Previsão do tempo/Janeiro de 2025

Retornamos em 2025 e com novidades. Para abrir nossa temporada de publicações, precedida pela cobertura da 28° Mostra de Cinema de Tiradentes (24 de janeiro a 2 de fevereiro), a Revista Descompasso estreia uma coluna inédita, que, esperamos, seja permanente daqui para frente. Chamamos de Previsão do tempo, pois traduzem bem a ideia de um comentário rápido acerca daquilo que foi visto, pensado, discutido ou sentido no mês que se passou. A previsão de janeiro traz comentários dos quatro editores da revista — Ana Júlia Silvino, Egberto Santana, Renan Eduardo e Rubens Fabricio Anzolin — acerca de filmes vistos, programações de cinematecas em suas respectivas cidades, ou mesmo reflexões mais amplas, que abordem música, artes visuais, uma rede de filmes vistos… e o que mais vier à cabeça.

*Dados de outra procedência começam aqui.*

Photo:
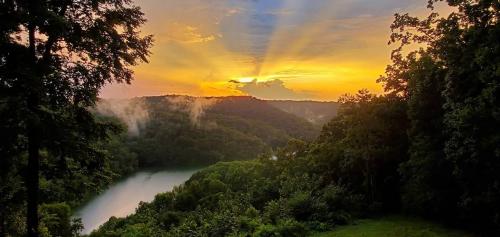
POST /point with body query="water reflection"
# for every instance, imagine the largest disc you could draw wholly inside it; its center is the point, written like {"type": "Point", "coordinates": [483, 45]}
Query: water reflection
{"type": "Point", "coordinates": [122, 198]}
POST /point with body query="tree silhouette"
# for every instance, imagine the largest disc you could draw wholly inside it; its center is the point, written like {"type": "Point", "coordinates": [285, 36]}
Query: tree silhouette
{"type": "Point", "coordinates": [55, 55]}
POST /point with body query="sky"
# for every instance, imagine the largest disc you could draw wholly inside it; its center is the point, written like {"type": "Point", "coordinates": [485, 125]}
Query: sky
{"type": "Point", "coordinates": [270, 49]}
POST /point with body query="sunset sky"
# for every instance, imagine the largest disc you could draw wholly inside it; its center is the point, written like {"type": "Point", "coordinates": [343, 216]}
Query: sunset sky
{"type": "Point", "coordinates": [271, 49]}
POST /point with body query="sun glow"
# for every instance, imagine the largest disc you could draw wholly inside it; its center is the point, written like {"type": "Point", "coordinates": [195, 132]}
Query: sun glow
{"type": "Point", "coordinates": [321, 49]}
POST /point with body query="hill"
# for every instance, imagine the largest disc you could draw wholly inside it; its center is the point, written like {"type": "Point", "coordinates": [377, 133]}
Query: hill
{"type": "Point", "coordinates": [184, 130]}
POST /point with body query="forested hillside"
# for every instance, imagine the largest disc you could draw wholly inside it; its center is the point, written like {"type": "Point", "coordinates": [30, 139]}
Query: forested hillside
{"type": "Point", "coordinates": [429, 147]}
{"type": "Point", "coordinates": [316, 112]}
{"type": "Point", "coordinates": [182, 130]}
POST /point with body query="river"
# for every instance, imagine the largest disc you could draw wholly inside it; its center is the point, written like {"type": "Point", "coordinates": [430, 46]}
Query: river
{"type": "Point", "coordinates": [122, 198]}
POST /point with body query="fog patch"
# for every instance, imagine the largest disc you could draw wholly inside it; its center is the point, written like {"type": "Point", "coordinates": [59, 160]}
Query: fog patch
{"type": "Point", "coordinates": [132, 112]}
{"type": "Point", "coordinates": [194, 106]}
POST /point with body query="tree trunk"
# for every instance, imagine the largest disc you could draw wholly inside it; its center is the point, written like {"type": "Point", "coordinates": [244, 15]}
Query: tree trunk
{"type": "Point", "coordinates": [34, 137]}
{"type": "Point", "coordinates": [33, 184]}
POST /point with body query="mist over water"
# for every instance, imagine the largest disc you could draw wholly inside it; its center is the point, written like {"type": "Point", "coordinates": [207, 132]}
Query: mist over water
{"type": "Point", "coordinates": [122, 198]}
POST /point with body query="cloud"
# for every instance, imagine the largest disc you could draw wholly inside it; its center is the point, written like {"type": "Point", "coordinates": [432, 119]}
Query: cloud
{"type": "Point", "coordinates": [132, 112]}
{"type": "Point", "coordinates": [272, 89]}
{"type": "Point", "coordinates": [194, 106]}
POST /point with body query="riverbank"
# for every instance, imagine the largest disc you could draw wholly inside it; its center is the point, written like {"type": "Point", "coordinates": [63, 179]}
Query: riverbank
{"type": "Point", "coordinates": [123, 197]}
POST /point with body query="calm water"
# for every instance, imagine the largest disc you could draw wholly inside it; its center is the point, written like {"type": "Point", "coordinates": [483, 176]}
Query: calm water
{"type": "Point", "coordinates": [122, 198]}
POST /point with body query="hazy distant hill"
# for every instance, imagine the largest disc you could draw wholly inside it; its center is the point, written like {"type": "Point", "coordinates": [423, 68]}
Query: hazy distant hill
{"type": "Point", "coordinates": [169, 130]}
{"type": "Point", "coordinates": [315, 112]}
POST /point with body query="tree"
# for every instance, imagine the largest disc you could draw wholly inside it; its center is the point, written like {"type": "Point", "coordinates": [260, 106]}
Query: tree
{"type": "Point", "coordinates": [465, 52]}
{"type": "Point", "coordinates": [55, 55]}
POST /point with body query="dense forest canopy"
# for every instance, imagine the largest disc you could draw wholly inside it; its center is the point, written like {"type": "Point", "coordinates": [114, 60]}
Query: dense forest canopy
{"type": "Point", "coordinates": [183, 130]}
{"type": "Point", "coordinates": [428, 147]}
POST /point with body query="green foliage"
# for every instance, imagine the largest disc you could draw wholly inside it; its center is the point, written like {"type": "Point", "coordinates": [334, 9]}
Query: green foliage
{"type": "Point", "coordinates": [56, 220]}
{"type": "Point", "coordinates": [394, 226]}
{"type": "Point", "coordinates": [452, 88]}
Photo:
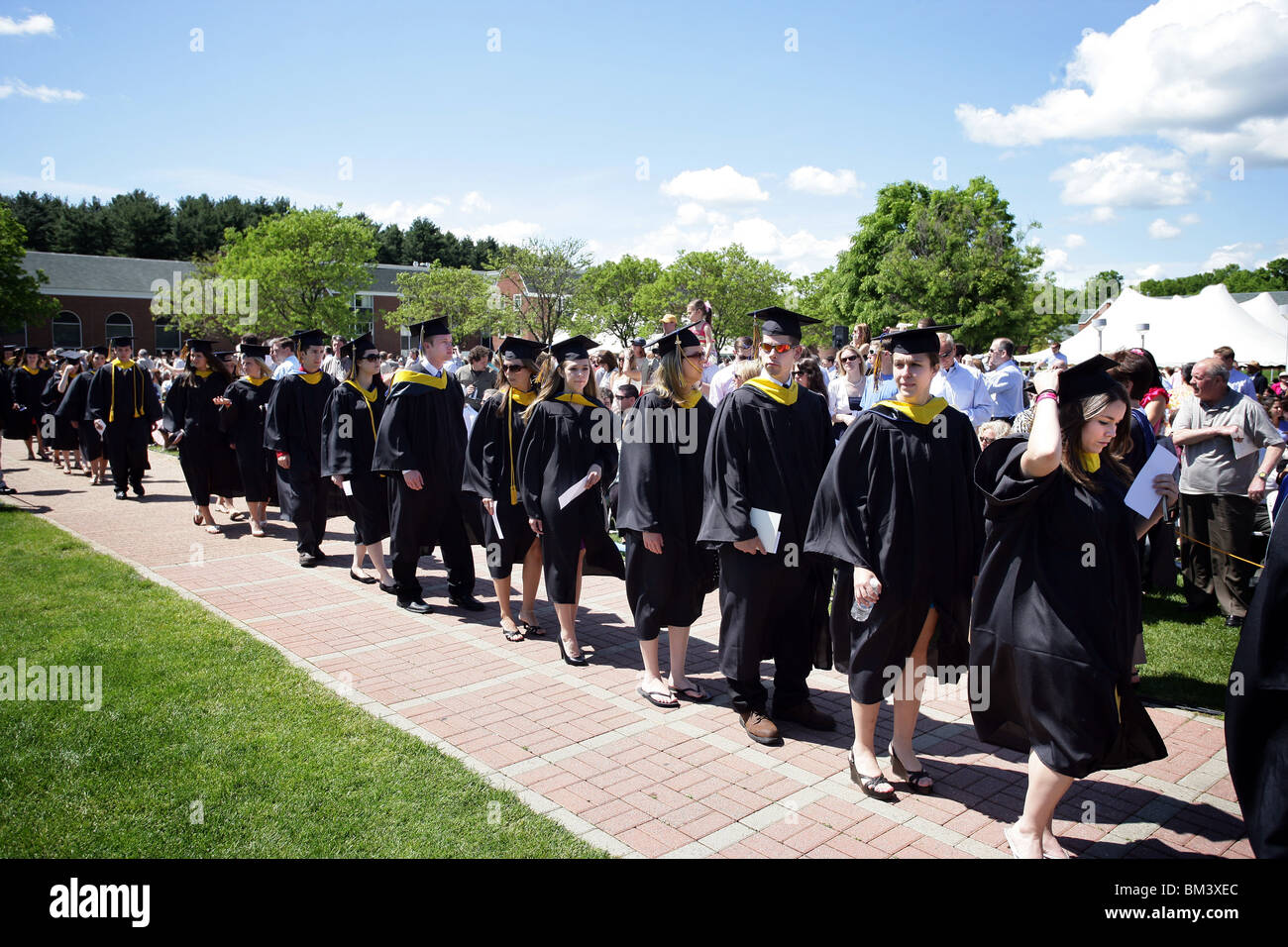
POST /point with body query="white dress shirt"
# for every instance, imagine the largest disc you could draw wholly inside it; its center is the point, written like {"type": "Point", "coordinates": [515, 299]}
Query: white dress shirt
{"type": "Point", "coordinates": [965, 390]}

O intuito desta publicação é único: ter reunido o que nossos redatores e colaboradores atravessaram enquanto experiência estética durante 30 dias. É um modo de, como conjunto, estarmos afiados, em conversas, pensamentos e ideias. E também um modo de disparar ao leitor tanto indicações como provocações e comentários sobre o contexto do cinema e suas amplitudes. Não há um compromisso com o contemporâneo, com os lançamentos; tampouco há um encargo com o cinema exclusivamente. Confiamos de que a experiência cinematográfica está interligada com as mais diversas artes e vertentes, com os mais complexos (e por que não simples) atravessamentos, inclusive e sobretudo, com a vida que levamos para poder dedicar-nos ao cinema. Portanto, que o leitor não espere desta “coluna” algo como uma “coluna”, mas que esteja convidado, isto sim, a corresponder, ouvir, trocar e comentar aquelas ideias que nos passaram de modo mais indireto, simples e objetivo. É, em algum sentido, um compromisso com o descompromisso: falar de cinema, mas não só, e não necessariamente partindo dele. Às vezes, só de cinema. Às vezes, menos de cinema e muito mais sobre música, publicidade, estímulos visuais, e como tudo isto se relaciona com nossa experiência crítica e imagética. 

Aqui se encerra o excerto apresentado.